T Levels & The Advanced British Standard
In October 2023, Prime Minister Rishi Sunak announced plans to create a new ‘Advanced British Standard’ – a new Baccalaureate-style qualification for 16–19-year-olds which will take the best of A Levels and T levels and bring them together into a single qualification.
At the heart of the announcement is the ambition to remove the artificial separation between technical and academic qualifications, and create a single, unified structure for all 16-19-year-olds. This is being accompanied with £600 million of initial investment.
T Levels will form the backbone of the new qualification and the roll out and scale up of T Levels will continue as planned. Those of you familiar with the T Level structure will recognise much in the proposals published last week, including a ‘core’ module, an occupational specialism and industry placement. The technical subjects within the qualification will be based on the content of T Levels and occupational standards that employers and IfATE have carefully designed, supporting progression into higher technical education, apprenticeships and employment.

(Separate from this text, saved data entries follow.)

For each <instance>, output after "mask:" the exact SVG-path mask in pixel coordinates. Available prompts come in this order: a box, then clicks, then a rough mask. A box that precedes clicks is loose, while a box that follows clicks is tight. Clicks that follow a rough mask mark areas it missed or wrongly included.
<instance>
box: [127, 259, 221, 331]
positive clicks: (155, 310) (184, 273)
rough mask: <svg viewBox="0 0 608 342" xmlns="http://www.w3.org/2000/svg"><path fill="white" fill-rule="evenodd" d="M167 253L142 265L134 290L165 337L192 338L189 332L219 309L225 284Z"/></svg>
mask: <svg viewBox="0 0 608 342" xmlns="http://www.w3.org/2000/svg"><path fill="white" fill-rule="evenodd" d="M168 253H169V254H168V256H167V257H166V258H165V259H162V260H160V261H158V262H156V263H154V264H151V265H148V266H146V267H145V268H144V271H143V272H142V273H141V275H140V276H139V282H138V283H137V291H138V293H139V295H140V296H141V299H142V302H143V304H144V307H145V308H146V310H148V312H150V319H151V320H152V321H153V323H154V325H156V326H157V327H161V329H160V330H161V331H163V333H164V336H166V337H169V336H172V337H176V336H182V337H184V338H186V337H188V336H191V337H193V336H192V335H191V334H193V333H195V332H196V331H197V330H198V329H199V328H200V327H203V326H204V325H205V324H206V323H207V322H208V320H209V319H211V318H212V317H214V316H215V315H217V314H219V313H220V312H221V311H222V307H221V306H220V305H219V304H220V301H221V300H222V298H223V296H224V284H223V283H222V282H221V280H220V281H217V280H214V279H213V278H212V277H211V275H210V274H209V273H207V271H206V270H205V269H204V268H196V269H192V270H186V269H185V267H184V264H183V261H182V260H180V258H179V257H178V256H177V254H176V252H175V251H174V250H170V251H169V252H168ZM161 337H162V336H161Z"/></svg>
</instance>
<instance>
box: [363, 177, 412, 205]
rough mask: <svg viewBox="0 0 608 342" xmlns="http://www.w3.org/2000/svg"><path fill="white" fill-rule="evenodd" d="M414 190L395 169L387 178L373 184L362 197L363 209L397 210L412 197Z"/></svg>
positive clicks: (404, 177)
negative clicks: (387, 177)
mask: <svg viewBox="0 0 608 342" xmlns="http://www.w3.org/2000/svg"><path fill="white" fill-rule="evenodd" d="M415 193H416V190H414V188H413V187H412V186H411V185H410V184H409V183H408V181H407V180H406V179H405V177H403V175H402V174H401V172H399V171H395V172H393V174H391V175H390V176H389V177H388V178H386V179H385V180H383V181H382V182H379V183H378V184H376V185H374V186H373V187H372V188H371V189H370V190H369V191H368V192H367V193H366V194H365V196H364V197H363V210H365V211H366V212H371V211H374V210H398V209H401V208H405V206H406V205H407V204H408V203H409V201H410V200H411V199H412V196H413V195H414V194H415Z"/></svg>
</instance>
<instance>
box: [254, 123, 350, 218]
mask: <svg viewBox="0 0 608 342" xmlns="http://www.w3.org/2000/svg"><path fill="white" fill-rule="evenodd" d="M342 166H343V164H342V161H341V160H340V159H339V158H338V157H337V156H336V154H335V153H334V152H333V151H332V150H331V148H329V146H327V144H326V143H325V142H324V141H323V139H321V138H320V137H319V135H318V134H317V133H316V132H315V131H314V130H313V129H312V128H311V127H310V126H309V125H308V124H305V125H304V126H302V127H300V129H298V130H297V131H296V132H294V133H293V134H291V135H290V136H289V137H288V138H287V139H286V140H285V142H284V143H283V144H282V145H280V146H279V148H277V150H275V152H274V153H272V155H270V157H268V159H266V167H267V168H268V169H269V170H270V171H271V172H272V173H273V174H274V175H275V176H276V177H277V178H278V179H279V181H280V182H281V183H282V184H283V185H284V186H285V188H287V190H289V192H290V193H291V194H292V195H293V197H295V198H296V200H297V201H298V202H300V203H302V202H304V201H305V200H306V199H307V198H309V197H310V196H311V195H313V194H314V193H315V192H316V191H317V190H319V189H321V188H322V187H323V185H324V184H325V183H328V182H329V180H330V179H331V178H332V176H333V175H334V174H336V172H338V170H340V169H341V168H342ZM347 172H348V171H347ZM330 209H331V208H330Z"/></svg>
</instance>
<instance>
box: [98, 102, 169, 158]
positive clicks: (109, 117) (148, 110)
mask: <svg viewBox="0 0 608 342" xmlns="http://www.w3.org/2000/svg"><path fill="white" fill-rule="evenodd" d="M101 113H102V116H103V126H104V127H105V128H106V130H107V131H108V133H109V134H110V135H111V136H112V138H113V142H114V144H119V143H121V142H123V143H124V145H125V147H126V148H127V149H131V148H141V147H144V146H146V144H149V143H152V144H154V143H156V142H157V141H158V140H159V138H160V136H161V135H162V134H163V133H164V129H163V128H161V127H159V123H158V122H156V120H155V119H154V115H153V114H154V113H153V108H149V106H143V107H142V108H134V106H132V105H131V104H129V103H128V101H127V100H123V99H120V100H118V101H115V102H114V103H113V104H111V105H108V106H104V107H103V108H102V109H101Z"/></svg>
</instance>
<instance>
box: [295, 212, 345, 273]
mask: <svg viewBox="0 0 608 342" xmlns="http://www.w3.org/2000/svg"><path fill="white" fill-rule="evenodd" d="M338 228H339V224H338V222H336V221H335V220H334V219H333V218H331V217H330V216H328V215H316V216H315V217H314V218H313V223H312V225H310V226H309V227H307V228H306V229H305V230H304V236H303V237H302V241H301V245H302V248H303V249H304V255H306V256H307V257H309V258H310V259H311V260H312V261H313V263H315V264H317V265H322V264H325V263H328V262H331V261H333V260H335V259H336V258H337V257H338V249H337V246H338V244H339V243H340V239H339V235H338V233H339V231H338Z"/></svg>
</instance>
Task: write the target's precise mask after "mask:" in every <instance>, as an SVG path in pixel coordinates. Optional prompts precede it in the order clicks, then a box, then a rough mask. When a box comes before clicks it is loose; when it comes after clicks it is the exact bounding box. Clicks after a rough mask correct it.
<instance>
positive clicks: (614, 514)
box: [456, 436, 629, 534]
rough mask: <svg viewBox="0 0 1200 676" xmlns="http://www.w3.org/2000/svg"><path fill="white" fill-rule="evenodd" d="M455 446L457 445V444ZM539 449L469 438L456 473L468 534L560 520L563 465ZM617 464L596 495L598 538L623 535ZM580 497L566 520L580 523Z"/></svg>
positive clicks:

The Advanced British Standard will support greater breadth by increasing the number of subjects taken post 16. Students will be able to choose a combination of ‘majors’ and ‘minors’ but will be required to study English and maths, which we know are critical to ensuring young people have the essential knowledge and skills they need to succeed in life and work. We expect most students will take a minimum of five subjects, although those focusing on a specific occupation may take a minimum of four, reflecting the additional time they will need to spend developing specialist knowledge and engaging in high quality industry placements.
A change of this scale represents real, meaningful reform and will take a decade to deliver. Change will not be delivered overnight, but it’s a change that is motivated by trying to give young people the best start. It will require careful development, in partnership with employers, teachers, schools, colleges, universities, students and parents, as well as the public. Until then, A levels and T Levels will continue to be offered as rigorous, high-quality options for 16- to 18-year-olds and we will work closely with schools and colleges to support them to continue to deliver.
It is vital that we work with the front line to understand the implications for the sector, as well as drawing on the views of employers, parents and – most importantly – young people. This is why we will launch a formal consultation on the approach and design of the new qualification, and the accompanying work to strengthen the system to deliver it in the coming months, accompanied by an ambitious programme of stakeholder engagement. This will inform a White Paper to be published next year.